When I was diagnosed with cancer in 1984 we updated our financial and medical powers of attorney and wills in hopes that we could cover all eventualities. I had to forcibly insist those essential documents be placed into my chart at the hospital and at the physician’s office to ensure that Chris had access to me and be part of my care. In 2007 Chris was diagnosed with Parkinsons Disease resulting from exposure to Agent Orange. At the VA hospital we were told we were not legal spouses so we again had to update our financial and medical powers of attorneys and wills and insist they be placed in the VA’s files.
In 2003 we were married in Canada two weeks after Marriage Equality was legalized in Ottawa. We were married again in 2008 in California when we attended George and Brad Takei’s wedding. Then married a third time in 2013 in Washington State. We were married multiple times because those marriages were only legal in the jurisdictions where they took place.

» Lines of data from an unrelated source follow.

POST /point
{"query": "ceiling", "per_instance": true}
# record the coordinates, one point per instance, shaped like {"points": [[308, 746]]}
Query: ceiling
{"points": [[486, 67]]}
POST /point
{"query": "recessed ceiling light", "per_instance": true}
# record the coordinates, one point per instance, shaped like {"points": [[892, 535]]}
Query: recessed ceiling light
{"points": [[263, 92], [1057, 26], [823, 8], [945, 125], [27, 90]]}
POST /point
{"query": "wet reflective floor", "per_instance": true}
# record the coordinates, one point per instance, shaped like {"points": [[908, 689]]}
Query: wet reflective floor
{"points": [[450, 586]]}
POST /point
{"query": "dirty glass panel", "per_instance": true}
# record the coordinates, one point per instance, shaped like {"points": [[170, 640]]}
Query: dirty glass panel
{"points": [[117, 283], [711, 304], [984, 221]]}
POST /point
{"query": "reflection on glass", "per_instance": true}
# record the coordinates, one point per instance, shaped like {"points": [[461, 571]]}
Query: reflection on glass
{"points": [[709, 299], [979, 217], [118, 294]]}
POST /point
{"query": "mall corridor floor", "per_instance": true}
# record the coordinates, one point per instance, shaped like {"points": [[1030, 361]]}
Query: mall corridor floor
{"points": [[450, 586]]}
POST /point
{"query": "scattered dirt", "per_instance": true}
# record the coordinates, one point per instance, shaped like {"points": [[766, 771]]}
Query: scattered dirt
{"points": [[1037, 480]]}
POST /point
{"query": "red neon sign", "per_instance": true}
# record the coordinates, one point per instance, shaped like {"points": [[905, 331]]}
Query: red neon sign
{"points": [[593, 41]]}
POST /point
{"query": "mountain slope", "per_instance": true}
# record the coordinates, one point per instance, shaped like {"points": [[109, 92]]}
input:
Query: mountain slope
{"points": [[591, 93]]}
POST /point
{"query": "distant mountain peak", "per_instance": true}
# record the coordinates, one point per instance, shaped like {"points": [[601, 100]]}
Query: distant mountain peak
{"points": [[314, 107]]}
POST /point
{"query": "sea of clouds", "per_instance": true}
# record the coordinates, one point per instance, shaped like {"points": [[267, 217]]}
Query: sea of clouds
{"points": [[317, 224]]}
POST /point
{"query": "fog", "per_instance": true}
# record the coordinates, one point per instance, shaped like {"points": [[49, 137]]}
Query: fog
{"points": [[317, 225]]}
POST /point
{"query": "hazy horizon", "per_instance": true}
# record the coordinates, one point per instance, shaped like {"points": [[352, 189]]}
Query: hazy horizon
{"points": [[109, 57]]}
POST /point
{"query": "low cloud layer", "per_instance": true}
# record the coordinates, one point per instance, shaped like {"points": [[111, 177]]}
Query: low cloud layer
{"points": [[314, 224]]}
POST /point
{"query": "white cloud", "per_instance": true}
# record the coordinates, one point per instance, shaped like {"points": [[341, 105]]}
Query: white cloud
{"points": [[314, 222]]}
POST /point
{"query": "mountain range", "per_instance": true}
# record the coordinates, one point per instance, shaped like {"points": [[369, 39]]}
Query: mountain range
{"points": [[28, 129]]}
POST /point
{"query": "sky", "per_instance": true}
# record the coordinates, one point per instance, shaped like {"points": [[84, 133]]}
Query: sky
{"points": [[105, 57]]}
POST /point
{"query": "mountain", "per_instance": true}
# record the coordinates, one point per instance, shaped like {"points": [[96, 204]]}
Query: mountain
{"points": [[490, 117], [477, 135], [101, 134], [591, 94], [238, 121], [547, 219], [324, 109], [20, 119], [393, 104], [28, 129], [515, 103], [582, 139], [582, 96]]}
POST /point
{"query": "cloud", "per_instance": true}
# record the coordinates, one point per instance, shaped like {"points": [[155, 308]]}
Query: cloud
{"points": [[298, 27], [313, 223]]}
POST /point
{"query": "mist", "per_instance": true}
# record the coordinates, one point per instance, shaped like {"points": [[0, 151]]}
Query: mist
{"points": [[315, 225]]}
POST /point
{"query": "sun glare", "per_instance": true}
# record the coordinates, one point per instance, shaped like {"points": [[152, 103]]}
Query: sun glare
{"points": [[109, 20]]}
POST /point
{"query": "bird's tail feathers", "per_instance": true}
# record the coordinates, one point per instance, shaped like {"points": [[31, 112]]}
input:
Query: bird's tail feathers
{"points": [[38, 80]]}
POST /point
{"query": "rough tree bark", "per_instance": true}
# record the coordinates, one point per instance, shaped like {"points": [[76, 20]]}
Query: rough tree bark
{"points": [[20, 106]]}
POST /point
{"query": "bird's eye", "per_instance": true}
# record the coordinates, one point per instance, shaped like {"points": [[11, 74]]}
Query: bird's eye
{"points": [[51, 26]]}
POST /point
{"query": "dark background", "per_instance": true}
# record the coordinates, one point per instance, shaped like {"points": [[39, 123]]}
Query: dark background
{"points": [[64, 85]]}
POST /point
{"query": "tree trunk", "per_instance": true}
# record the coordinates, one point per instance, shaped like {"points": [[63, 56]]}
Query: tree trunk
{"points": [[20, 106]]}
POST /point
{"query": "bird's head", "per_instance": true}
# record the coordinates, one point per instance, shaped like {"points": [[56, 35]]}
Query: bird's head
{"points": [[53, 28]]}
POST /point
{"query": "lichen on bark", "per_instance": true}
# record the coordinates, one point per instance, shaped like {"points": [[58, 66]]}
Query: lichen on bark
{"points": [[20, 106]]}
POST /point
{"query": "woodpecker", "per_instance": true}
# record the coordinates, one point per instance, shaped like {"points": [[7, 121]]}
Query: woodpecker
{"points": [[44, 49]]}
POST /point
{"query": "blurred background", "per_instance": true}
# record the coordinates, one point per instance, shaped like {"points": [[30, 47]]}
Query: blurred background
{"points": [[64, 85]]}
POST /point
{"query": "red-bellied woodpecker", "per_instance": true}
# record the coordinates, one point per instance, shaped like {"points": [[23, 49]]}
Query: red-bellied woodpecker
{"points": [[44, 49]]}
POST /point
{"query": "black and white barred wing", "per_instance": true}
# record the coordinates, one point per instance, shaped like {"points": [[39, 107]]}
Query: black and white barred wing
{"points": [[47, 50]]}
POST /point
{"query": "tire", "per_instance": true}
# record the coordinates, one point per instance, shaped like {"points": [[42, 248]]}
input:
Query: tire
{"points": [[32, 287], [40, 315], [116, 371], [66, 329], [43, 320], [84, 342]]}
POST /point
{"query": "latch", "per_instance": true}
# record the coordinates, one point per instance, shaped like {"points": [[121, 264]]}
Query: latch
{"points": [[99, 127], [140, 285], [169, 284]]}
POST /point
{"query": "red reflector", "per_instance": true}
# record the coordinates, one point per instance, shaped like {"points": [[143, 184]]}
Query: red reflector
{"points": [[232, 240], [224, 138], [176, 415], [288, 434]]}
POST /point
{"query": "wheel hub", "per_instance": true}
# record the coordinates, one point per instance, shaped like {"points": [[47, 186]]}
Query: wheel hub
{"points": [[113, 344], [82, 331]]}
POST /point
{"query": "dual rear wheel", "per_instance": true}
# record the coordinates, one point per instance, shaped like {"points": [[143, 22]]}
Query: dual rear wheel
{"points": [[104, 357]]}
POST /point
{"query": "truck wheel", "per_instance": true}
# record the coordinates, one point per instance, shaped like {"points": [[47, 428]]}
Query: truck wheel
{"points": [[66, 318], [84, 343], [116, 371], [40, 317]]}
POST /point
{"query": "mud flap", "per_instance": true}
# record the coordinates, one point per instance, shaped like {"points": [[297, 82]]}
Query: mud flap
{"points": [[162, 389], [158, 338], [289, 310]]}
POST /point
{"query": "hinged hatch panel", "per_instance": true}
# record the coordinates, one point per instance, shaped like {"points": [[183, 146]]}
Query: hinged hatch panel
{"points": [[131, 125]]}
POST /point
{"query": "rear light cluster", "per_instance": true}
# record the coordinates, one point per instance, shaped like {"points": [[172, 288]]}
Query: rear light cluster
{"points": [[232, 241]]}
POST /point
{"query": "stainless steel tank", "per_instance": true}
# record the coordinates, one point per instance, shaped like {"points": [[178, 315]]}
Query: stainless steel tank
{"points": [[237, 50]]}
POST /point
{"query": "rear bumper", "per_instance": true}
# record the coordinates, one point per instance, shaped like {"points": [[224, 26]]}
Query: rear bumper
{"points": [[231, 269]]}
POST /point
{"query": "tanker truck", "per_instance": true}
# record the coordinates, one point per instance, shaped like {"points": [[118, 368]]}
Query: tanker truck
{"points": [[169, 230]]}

I have read many different articles saying that racial and same-sex marriage discrimination are completely different with different bases. I have experienced both—racial marriage discrimination as Chinese and same-sex marriage discrimination as Gay. Whatever those types of discriminations are based on, both feel like the same kind of hatred to me and both kinds of marriage discrimination limit and control who we can love and marry by arbitrary imposition of law. Civil unions are a “Separate but Inferior” compromise. If civil unions were so desirable why was there not a rush by heterosexual couples toward civil unions?
My love for Chris is unconditional and absolute. I have been with Chris for 40 years which is twice as long as my life before him. We have faced serious illness, financial hardship, family and societal disapproval, and disastrous losses of friends and family together. We cared for Chris’ mother in our home before her death because of her dementia. My parents put Chris into their will. Chris and I worked for years in my parent’s restaurants on weekends. Aren’t all those experiences—through thick and thin, sickness and in health, forsaking all others—the meaning of marriage? How is our commitment to each other less than any other couples’? How can someone say that our love is perverted and evil?
Supreme Court Justice Anthony Kennedy wrote the decision for the majority of Supreme Court Justices on the same-sex marriage equality issue. He ended his decision with these elegant words. I cannot describe my love, my relationship and my marriage to Chris better:
“No union is more profound than marriage, for it embodies the highest ideals of love, fidelity, devotion, sacrifice, and family. In forming a marital union, two people have become something greater than once they were. As some of the petitioners in these cases demonstrate, marriage embodies a love that may endure even past death. It would misunderstand these men and women to say they disrespect the idea of marriage. Their plea is that they do respect it, respect is so deeply that they seek to find its fulfillment for themselves. Their hope is not to be condemned to live in loneliness. They ask for equal dignity in the eyes of the law. The Constitution grants them that right. The judgement of the Court of Appeals for the Sixth Circuit is reversed It is so ordered.”